Even as stock prices fell, the earnings half of the P/E equation remained relatively resilient. Now that Wall Street analysts are cutting earnings estimates faster than usual, some investors are bracing for further stock market volatility, a media report said.
“We have a hard time saying the market is cheap,” said Rob Haworth, senior investment strategist at US Bank. “We haven’t seen the end of retained earnings yet.”
The bottom-up estimate of third-quarter earnings per share, a sum of consensus forecasts for individual companies in the S&P 500, fell 2.5 percent in July, according to FactSet. That’s the biggest drop in the first month of a quarter in more than two years and a larger drop than the historical average, the Wall Street Journal reported.
The valuation of the market is also rising again. After slipping from high levels earlier in the year, the S&P 500 is trading at 17.5 times forward 12-month forward earnings, up from 15.3 in mid-June and slightly above its 10-year moving average.

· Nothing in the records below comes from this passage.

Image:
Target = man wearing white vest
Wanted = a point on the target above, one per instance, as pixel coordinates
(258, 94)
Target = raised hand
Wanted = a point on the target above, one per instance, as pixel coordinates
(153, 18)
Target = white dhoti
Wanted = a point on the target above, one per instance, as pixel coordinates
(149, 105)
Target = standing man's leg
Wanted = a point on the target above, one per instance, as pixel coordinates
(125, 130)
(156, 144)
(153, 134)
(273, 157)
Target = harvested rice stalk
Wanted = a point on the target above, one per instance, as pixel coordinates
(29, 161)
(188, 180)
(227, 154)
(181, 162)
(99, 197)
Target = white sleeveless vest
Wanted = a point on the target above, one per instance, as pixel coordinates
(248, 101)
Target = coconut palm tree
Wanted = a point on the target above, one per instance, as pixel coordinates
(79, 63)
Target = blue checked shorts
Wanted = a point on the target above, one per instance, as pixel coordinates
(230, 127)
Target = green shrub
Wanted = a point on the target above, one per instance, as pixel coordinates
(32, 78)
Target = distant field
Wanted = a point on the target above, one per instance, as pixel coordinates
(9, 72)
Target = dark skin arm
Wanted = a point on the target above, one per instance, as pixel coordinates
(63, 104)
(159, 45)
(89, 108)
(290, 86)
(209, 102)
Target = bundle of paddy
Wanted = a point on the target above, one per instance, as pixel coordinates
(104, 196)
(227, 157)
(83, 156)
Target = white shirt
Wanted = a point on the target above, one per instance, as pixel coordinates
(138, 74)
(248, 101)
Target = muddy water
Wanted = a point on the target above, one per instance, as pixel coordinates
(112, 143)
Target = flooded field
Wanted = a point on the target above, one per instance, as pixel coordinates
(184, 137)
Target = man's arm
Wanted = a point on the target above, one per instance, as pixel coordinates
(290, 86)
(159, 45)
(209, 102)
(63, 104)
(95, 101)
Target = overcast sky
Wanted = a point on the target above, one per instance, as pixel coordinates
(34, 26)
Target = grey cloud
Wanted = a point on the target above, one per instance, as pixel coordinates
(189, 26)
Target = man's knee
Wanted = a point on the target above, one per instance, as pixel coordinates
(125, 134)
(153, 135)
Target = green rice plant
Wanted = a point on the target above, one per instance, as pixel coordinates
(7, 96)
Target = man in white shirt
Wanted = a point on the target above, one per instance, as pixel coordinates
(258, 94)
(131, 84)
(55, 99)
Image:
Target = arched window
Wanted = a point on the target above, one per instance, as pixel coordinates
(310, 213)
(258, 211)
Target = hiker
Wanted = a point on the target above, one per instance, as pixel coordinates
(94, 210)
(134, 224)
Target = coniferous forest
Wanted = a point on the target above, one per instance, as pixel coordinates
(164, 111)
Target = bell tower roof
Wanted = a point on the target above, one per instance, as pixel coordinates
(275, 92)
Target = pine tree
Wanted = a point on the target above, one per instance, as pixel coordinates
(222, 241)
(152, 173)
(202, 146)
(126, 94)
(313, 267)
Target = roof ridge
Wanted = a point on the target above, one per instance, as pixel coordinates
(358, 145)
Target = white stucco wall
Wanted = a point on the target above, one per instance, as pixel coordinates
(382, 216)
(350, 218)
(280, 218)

“It’s not just about fundamentals or growth, it’s what you pay for it that ultimately matters,” said Ronald Saba, senior portfolio manager at Horizon Investments. “Valuations are becoming increasingly important, especially in a slowing growth environment,” reported the Wall Street Journal.
In the coming week, investors are awaiting consumer and producer price reports for the latest inflation data.
Recent data releases and corporate earnings reports have sent mixed signals about the course of the economy and whether a recession is imminent. Gross domestic product has contracted for two consecutive quarters, but Friday’s robust jobs report showed unemployment remains low and the economy is adding jobs at a healthy pace.
Corporate profit expectations are falling. That means the stock market is again in danger of looking expensive even after this year’s plunge, the Wall Street Journal reported.
Wall Street often uses the ratio of a company’s stock price to its earnings as a measure of whether a stock appears cheap or overpriced. On that metric, the market as a whole has been particularly expensive for much of the past two years, as loose monetary policy pushed major stock indexes to dozens of new highs.
This environment has disappeared. Concerns about inflation and the trajectory of US Federal Reserve rate hikes have caused turmoil in the markets, along with debates about the fair value of equities. The S&P 500 is down 13 percent in 2022, despite being up 13 percent since mid-June, the Wall Street Journal reported.